The acquisition will enable Teradata clients to store, manage and analyze data found on formats such as Web applications, sensor networks, social networks, video and photographs.
The acquisition process began in September, when Teradata acquired an 11% ownership interest in Aster. Scott Gnau, Teradata’s chief development officer said, however, that Teradata had been looking into Aster for “quite some time before that.”
“We’re always looking at technology, markets and ideas for how to grow our business,” he said. “This emerging data space was important and Aster’s technology was unique.”

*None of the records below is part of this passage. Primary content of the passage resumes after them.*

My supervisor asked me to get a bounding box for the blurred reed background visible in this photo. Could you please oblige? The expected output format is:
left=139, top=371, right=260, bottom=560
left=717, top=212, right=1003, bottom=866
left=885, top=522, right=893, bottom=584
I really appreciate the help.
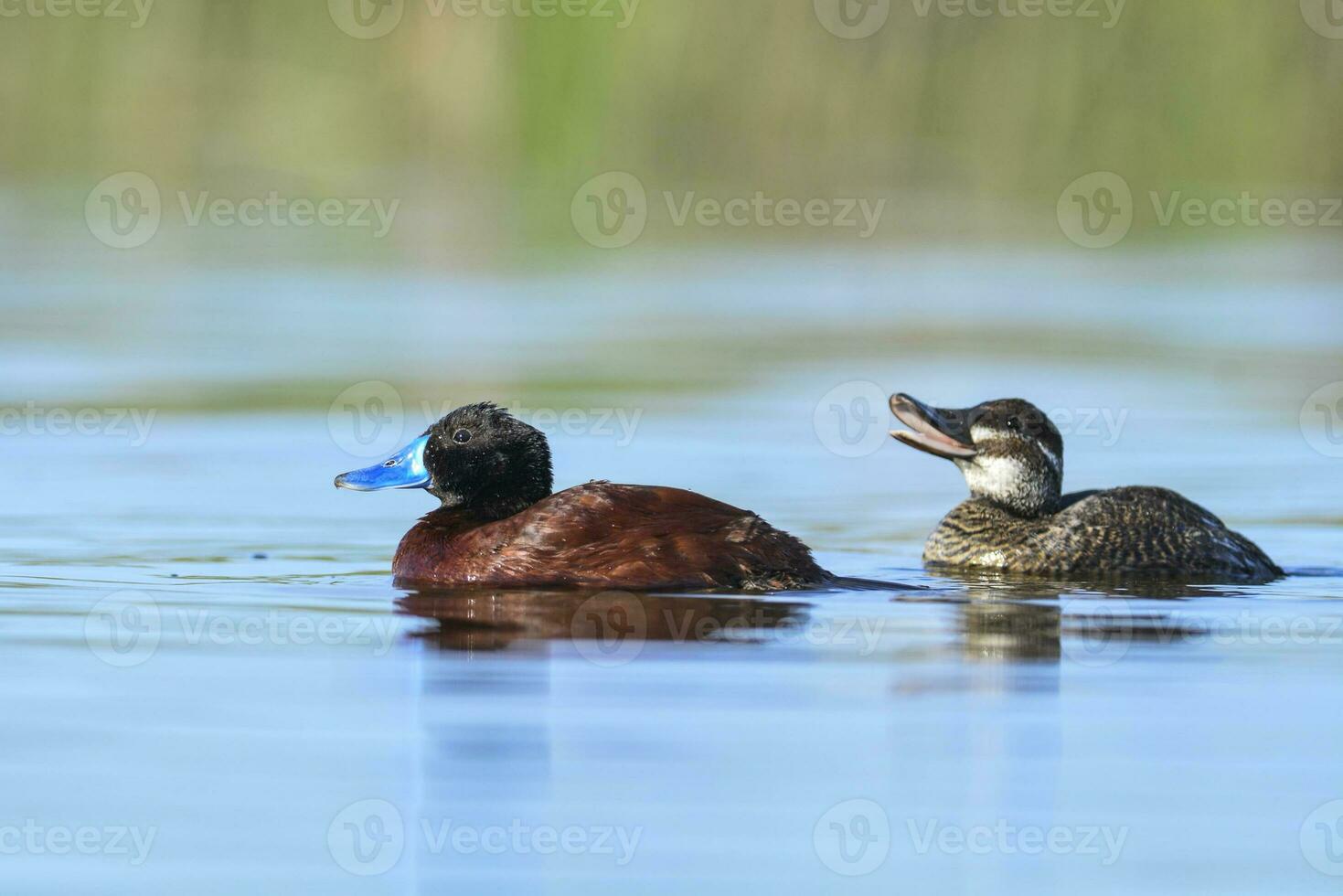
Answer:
left=0, top=0, right=1343, bottom=269
left=0, top=0, right=1343, bottom=421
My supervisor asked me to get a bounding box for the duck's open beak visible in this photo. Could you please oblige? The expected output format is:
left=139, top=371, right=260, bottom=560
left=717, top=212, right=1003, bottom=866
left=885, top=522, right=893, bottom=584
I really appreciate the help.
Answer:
left=336, top=435, right=430, bottom=492
left=890, top=392, right=977, bottom=461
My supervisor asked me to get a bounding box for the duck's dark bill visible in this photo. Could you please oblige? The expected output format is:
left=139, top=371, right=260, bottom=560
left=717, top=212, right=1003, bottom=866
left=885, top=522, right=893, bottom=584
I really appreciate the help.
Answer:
left=890, top=392, right=976, bottom=459
left=336, top=435, right=430, bottom=492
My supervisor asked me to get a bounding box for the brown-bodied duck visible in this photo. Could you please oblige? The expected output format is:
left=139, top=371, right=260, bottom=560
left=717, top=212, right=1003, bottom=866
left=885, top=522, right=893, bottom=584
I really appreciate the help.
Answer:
left=336, top=403, right=834, bottom=591
left=890, top=392, right=1283, bottom=581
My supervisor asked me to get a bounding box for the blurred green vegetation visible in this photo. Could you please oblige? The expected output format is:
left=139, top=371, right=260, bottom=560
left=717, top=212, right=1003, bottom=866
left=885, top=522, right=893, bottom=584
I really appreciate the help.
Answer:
left=0, top=0, right=1343, bottom=264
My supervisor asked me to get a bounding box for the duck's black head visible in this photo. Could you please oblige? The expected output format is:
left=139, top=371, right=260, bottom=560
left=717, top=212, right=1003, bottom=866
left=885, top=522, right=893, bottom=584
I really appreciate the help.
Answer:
left=890, top=392, right=1063, bottom=516
left=336, top=404, right=553, bottom=520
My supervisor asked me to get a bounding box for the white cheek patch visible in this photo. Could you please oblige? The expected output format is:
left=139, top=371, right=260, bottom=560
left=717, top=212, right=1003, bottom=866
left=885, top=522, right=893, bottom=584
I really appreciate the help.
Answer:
left=965, top=455, right=1026, bottom=496
left=1039, top=442, right=1063, bottom=480
left=970, top=426, right=1063, bottom=480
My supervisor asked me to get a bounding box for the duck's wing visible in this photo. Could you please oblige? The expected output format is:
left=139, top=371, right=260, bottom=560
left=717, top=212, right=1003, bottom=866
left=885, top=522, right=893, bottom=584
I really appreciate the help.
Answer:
left=459, top=482, right=826, bottom=590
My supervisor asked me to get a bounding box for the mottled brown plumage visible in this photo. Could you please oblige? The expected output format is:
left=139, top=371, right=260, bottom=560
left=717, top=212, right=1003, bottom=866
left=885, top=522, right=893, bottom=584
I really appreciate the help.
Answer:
left=890, top=395, right=1283, bottom=581
left=924, top=486, right=1281, bottom=581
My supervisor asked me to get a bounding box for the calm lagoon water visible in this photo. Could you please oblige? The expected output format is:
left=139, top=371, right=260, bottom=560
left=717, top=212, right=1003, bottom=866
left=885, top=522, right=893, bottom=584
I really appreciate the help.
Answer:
left=0, top=248, right=1343, bottom=893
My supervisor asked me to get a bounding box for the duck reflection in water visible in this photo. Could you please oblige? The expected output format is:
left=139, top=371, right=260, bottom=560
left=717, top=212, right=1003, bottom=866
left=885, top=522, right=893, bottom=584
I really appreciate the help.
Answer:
left=933, top=570, right=1246, bottom=662
left=396, top=589, right=807, bottom=652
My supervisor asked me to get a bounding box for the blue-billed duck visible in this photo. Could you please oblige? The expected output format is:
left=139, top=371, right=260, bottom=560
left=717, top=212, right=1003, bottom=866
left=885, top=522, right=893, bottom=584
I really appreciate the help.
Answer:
left=890, top=393, right=1283, bottom=581
left=336, top=403, right=833, bottom=591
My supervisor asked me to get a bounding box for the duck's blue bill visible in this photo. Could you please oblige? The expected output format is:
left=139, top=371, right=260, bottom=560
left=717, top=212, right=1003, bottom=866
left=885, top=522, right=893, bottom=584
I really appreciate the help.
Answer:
left=336, top=435, right=429, bottom=492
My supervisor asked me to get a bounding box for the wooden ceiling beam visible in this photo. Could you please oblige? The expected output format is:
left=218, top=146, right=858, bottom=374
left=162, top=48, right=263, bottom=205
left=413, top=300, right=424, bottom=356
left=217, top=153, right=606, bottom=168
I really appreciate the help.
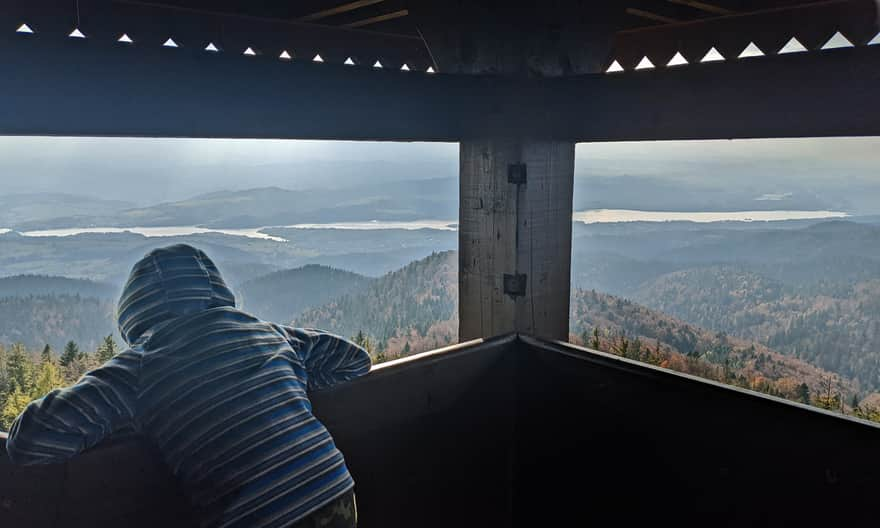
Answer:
left=297, top=0, right=385, bottom=22
left=626, top=7, right=681, bottom=24
left=340, top=9, right=409, bottom=29
left=667, top=0, right=737, bottom=16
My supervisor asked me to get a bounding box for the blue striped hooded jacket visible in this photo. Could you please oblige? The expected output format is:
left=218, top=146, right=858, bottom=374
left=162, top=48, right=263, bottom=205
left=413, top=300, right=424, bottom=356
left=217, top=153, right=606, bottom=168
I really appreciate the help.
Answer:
left=7, top=245, right=370, bottom=527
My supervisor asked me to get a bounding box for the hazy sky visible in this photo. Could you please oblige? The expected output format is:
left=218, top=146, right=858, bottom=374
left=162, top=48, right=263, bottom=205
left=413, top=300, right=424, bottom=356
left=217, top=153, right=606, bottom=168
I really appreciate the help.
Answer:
left=0, top=137, right=880, bottom=201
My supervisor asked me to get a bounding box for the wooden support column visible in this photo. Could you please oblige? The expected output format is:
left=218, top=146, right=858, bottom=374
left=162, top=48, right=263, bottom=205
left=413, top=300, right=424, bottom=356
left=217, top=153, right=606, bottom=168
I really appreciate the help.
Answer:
left=459, top=138, right=574, bottom=340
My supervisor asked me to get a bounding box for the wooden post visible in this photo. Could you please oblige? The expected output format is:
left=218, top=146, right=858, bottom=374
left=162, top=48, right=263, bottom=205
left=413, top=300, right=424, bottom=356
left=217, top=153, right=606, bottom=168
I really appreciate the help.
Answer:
left=459, top=138, right=574, bottom=340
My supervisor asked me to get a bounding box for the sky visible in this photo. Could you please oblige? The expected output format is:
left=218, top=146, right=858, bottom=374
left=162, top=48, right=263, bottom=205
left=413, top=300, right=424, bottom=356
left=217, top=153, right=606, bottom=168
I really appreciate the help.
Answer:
left=0, top=137, right=880, bottom=203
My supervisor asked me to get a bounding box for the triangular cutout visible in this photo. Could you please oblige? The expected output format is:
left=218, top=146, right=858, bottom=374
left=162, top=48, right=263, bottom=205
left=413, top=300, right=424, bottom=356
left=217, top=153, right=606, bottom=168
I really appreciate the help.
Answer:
left=779, top=37, right=807, bottom=55
left=700, top=46, right=726, bottom=62
left=605, top=61, right=623, bottom=73
left=666, top=51, right=688, bottom=66
left=822, top=31, right=853, bottom=49
left=738, top=42, right=764, bottom=59
left=636, top=55, right=654, bottom=70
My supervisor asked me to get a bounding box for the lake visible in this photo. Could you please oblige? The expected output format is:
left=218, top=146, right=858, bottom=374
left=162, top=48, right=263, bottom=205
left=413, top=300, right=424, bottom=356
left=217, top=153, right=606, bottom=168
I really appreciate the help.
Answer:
left=0, top=209, right=849, bottom=242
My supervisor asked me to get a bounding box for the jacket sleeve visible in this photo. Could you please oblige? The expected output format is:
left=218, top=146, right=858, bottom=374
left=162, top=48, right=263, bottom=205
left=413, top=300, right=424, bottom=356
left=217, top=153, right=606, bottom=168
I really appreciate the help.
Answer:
left=281, top=326, right=371, bottom=390
left=6, top=350, right=140, bottom=465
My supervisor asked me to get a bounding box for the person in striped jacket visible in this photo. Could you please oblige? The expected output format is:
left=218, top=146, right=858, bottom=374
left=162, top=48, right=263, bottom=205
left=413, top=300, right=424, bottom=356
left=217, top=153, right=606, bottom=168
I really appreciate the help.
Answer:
left=7, top=245, right=370, bottom=528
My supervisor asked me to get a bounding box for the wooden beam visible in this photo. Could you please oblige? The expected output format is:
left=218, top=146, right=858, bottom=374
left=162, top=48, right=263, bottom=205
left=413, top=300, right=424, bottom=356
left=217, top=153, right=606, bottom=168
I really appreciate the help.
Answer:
left=341, top=9, right=409, bottom=29
left=0, top=27, right=880, bottom=141
left=626, top=7, right=681, bottom=24
left=667, top=0, right=736, bottom=16
left=459, top=138, right=574, bottom=341
left=297, top=0, right=385, bottom=22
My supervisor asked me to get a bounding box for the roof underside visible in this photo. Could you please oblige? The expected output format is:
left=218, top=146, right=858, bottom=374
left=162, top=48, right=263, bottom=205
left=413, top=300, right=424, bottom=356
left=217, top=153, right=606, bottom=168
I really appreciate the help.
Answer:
left=0, top=0, right=880, bottom=141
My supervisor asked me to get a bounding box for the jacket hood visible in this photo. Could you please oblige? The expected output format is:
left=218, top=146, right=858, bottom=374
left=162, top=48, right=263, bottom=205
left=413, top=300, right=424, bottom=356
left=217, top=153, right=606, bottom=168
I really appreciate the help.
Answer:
left=118, top=244, right=235, bottom=346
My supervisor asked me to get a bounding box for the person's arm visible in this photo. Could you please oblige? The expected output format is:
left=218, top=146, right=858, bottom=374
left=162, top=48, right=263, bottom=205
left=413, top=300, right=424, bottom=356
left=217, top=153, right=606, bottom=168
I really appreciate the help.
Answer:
left=280, top=326, right=371, bottom=390
left=6, top=350, right=140, bottom=465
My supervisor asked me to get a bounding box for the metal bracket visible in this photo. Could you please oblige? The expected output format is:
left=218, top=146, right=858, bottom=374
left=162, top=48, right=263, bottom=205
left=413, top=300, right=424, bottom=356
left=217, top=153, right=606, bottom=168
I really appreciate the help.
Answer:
left=507, top=163, right=528, bottom=185
left=504, top=273, right=526, bottom=297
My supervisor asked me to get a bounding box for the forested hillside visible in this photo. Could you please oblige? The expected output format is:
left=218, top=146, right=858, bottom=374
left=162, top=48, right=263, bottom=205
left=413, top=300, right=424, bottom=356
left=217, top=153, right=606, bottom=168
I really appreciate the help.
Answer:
left=294, top=251, right=458, bottom=357
left=571, top=290, right=864, bottom=406
left=634, top=266, right=880, bottom=390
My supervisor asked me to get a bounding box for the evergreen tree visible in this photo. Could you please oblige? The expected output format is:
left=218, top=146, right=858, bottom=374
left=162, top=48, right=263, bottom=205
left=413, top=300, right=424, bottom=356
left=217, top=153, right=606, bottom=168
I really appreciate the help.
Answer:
left=40, top=343, right=52, bottom=363
left=797, top=383, right=810, bottom=405
left=0, top=387, right=31, bottom=431
left=95, top=334, right=119, bottom=363
left=59, top=341, right=80, bottom=367
left=30, top=360, right=67, bottom=399
left=6, top=344, right=32, bottom=395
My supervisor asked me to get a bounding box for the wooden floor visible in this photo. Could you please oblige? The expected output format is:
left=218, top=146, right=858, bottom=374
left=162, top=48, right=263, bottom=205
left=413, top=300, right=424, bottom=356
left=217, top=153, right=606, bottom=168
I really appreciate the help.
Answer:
left=0, top=336, right=880, bottom=528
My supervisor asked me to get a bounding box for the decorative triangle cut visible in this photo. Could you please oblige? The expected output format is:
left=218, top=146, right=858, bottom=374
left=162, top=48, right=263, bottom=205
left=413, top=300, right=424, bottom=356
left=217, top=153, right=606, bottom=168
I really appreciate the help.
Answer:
left=636, top=55, right=654, bottom=70
left=737, top=42, right=764, bottom=59
left=605, top=61, right=623, bottom=73
left=700, top=46, right=727, bottom=62
left=666, top=51, right=688, bottom=66
left=822, top=31, right=853, bottom=49
left=779, top=37, right=807, bottom=55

Teradata acquired Aprimo in December, allowing the company’s clients to leverage data from Teradata’s warehouse into initiatives designed with Aprimo’s campaign management solutions.
“Although the acquisitions aren’t specifically related, certainly there will be synergy,” said Gnau. “Marketers are actively looking to integrate social data. Plugging Aster’s technology with Aprimo’s allows us to extend the Aprimo suite into social networking analysis.”
Aster will retain its brand, but Gnau said that “Teradata will continue to review and make changes to Teradata’s total brand footprint.”
Asked whether the acquisition will result in layoffs, Gnau said, “I’m not allowed to say anything other than that our strategic intent is to keep as many of the people as possible.”
“This acquisition was not a cost-cutting kind of model,” he said. “We’re investing in Aster’s intellectual property and in its people.”
Dan Conway, director of PR at Teradata, said that the company has not yet decided how Aster’s leadership will fit into Teradata’s management structure.
“We won’t know until we close the deal, but we’re going to try to keep everyone,” he said. Teradata expects the deal to close in the second quarter of this year, he said.